Me empujaba firmemente por los hombros para forzarme a tomar la
horizontalidad mientras Yo la dejaba hacer, asombrado por la actitud de la
desconocida.
Enseguida estuve acostado y tapado nuevamente en tanto la vieja no
cesaba de protestar:
–Señorcito, ha movido el brazo enyesado; eso no está bien; él se va a
enojar...
–Y. . . el Señor –pregunté tímidamente.
–¿Don Cerino? Enseguida vendrá; –respondió la vieja– en cuanto le avise
que Ud. ya se ha recobrado.
Se acercó a la puerta de mi derecha –la otra daba a un baño según supe
después– pero antes de salir se volvió y dijo:
–Estése quieto Señorcito que pronto le traeré un caldo y una horchata de
nueces –sonrió– verá como pronto recupera sus fuerzas.

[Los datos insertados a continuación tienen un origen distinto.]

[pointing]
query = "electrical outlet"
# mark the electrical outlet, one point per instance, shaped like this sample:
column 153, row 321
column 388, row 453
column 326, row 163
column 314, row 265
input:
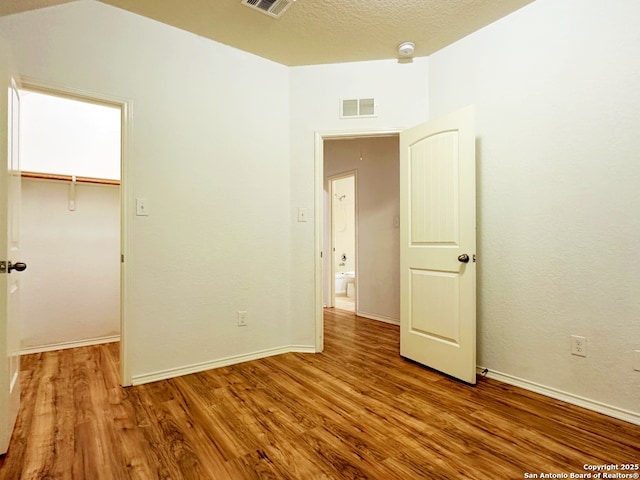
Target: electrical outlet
column 578, row 345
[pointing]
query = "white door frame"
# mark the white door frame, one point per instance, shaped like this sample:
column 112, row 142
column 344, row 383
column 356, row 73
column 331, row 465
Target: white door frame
column 320, row 137
column 29, row 83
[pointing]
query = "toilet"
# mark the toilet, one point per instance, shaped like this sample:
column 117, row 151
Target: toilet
column 346, row 284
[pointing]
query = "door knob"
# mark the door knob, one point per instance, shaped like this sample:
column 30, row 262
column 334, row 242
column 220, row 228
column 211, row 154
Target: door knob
column 464, row 258
column 19, row 266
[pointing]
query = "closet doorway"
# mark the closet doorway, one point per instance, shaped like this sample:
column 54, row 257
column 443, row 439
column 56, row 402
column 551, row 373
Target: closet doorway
column 71, row 148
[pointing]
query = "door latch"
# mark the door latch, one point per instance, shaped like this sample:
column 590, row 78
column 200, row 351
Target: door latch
column 6, row 267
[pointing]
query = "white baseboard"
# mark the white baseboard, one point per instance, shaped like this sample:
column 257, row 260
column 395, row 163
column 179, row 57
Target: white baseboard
column 223, row 362
column 615, row 412
column 380, row 318
column 74, row 344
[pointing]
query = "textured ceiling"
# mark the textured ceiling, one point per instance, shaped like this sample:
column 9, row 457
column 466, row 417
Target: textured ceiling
column 318, row 31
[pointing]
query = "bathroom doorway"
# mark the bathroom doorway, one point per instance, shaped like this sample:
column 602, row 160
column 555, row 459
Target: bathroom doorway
column 342, row 189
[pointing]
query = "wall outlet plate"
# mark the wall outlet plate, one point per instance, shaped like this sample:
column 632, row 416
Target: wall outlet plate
column 578, row 345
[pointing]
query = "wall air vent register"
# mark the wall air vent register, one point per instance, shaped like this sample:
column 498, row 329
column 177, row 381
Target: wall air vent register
column 357, row 108
column 273, row 8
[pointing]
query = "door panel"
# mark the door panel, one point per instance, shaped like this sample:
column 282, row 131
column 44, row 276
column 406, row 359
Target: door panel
column 438, row 312
column 10, row 182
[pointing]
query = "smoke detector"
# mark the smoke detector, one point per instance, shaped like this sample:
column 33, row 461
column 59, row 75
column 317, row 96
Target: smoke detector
column 406, row 49
column 273, row 8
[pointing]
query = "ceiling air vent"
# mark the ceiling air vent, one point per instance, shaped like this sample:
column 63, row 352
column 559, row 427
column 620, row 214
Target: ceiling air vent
column 357, row 108
column 273, row 8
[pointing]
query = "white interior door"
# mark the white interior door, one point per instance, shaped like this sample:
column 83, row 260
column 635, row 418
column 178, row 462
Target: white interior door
column 10, row 182
column 438, row 242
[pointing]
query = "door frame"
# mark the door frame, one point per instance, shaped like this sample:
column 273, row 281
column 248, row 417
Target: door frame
column 29, row 83
column 320, row 137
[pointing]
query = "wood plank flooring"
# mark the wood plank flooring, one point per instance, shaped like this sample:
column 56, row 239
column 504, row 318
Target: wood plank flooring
column 356, row 411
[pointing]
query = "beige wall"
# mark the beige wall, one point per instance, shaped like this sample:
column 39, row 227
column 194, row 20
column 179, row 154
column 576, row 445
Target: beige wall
column 558, row 199
column 209, row 150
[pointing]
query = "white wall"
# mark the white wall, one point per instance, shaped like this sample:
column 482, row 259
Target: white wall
column 378, row 202
column 557, row 97
column 400, row 91
column 71, row 288
column 209, row 149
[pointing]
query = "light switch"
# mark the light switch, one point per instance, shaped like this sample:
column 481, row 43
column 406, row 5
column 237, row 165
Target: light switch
column 142, row 207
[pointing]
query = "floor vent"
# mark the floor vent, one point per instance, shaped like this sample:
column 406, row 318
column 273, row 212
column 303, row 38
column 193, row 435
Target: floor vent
column 273, row 8
column 357, row 107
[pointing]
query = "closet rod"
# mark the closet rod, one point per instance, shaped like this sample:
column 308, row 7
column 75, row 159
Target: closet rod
column 69, row 178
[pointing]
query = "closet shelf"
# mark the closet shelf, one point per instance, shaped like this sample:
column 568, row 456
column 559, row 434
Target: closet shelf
column 69, row 178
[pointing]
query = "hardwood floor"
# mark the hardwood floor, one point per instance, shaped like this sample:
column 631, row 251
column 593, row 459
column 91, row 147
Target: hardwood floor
column 358, row 410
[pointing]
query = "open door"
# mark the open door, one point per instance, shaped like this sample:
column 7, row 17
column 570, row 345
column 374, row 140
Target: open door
column 438, row 243
column 10, row 266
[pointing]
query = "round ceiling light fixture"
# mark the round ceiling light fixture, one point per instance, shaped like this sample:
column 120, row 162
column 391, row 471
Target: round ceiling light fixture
column 406, row 49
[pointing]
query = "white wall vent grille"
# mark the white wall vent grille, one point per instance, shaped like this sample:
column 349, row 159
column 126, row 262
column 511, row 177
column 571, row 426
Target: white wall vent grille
column 273, row 8
column 357, row 108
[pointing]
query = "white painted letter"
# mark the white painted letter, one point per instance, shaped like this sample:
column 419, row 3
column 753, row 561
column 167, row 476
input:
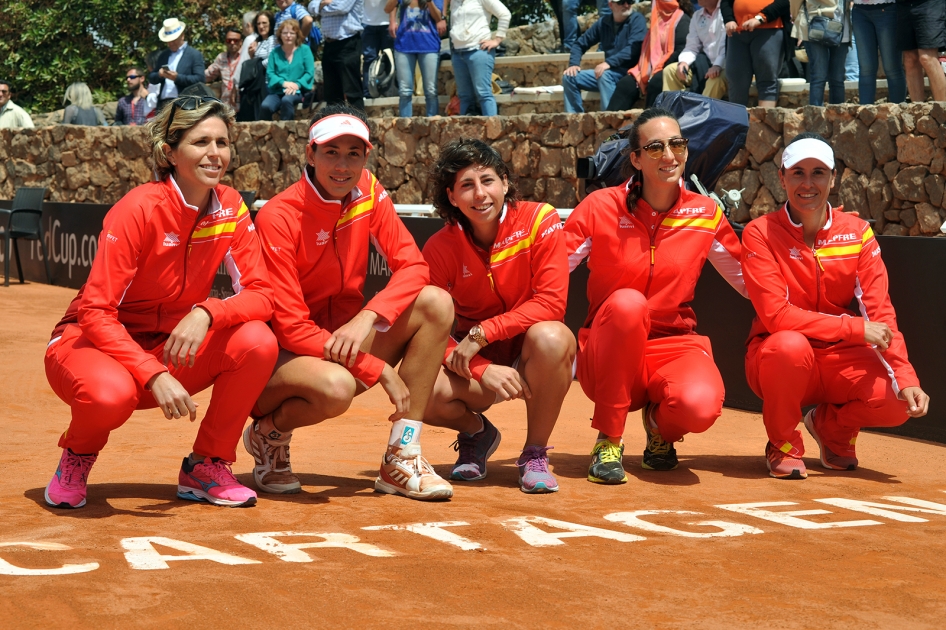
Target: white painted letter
column 790, row 518
column 293, row 552
column 632, row 519
column 435, row 531
column 524, row 529
column 8, row 569
column 140, row 553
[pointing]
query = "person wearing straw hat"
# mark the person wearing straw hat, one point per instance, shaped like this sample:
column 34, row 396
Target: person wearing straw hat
column 825, row 332
column 179, row 65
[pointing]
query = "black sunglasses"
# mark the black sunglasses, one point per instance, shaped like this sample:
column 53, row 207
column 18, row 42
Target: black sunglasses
column 186, row 104
column 655, row 149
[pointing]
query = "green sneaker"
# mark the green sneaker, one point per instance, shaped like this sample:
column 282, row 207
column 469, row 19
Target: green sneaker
column 606, row 464
column 659, row 455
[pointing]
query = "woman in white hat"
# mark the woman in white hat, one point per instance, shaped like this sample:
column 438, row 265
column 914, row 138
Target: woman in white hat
column 805, row 266
column 179, row 65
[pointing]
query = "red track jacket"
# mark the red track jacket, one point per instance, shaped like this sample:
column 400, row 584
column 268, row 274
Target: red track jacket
column 317, row 255
column 660, row 255
column 794, row 287
column 156, row 262
column 523, row 280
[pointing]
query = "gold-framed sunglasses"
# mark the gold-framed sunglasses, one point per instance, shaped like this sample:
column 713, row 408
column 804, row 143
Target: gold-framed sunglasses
column 655, row 149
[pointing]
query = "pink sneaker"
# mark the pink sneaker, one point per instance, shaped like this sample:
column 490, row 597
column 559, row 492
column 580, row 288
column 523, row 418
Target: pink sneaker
column 67, row 487
column 212, row 481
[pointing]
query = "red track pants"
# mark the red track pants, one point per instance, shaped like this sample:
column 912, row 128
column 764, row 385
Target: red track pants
column 620, row 369
column 237, row 361
column 851, row 387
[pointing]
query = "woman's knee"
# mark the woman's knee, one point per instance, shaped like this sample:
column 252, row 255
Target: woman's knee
column 787, row 348
column 552, row 340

Conforme pasaron los días me fui reponiendo y quince días después ya
bajaba al comedor y daba paseos por el parque contiguo a la casa.
Otros quince días más tarde me quitaron el yeso y, recién a los treinta y
cinco días de haber llegado a Santa María, pude partir para Tafí del Valle en
asombrosas circunstancias que luego narraré.
Al comienzo escribí varias veces a mis padres, mintiendo una supuesta
investigación arqueológica en el Pucará de Loma Rica para tranquilizarlos por mi
prolongada ausencia. También hablé por teléfono con el Dr. Cortez con el fin de
solicitarle una extensión de quince días a mis vacaciones que expiraban en esos
días, pero sólo accedió a ello cuando le informé que había sufrido un accidente.
Las cosas se ponían difíciles pues aún no había comenzado a averiguar el
paradero del hijo de Belicena Villca y ya se acababan mis vacaciones. Sin
embargo al partir de Santa María, la moral era alta y tenía más fe que nunca. A
ello habían contribuido las prolongadas conferencias que sostuve con mi
extraordinario familiar. Pero regresemos a aquellos días de convalescencia,
cuando tío Kurt inició el relato de su fantástica vida.
Capítulo II
Como soy médico, ya en los primeros días de la convalescencia,
comprendí que ésta sería larga, por lo que, disponiendo del tiempo suficiente, no
veía ninguna razón para no contarle mi aventura a tío Kurt. Nunca experimenté el
deseo de compartir mis asuntos con nadie ni he tenido confidentes. Pero ahora
era distinto. Desde el día del sismo, venía lamentando no conocer a nadie en
quien confiar; alguien lo suficientemente “espiritual” como para no burlarse de los
hechos ocurridos alrededor de la muerte de Belicena Villca. Pero también que
dispusiese de la libertad necesaria para poder asumir un conocimiento que
entrañaba tan graves peligros.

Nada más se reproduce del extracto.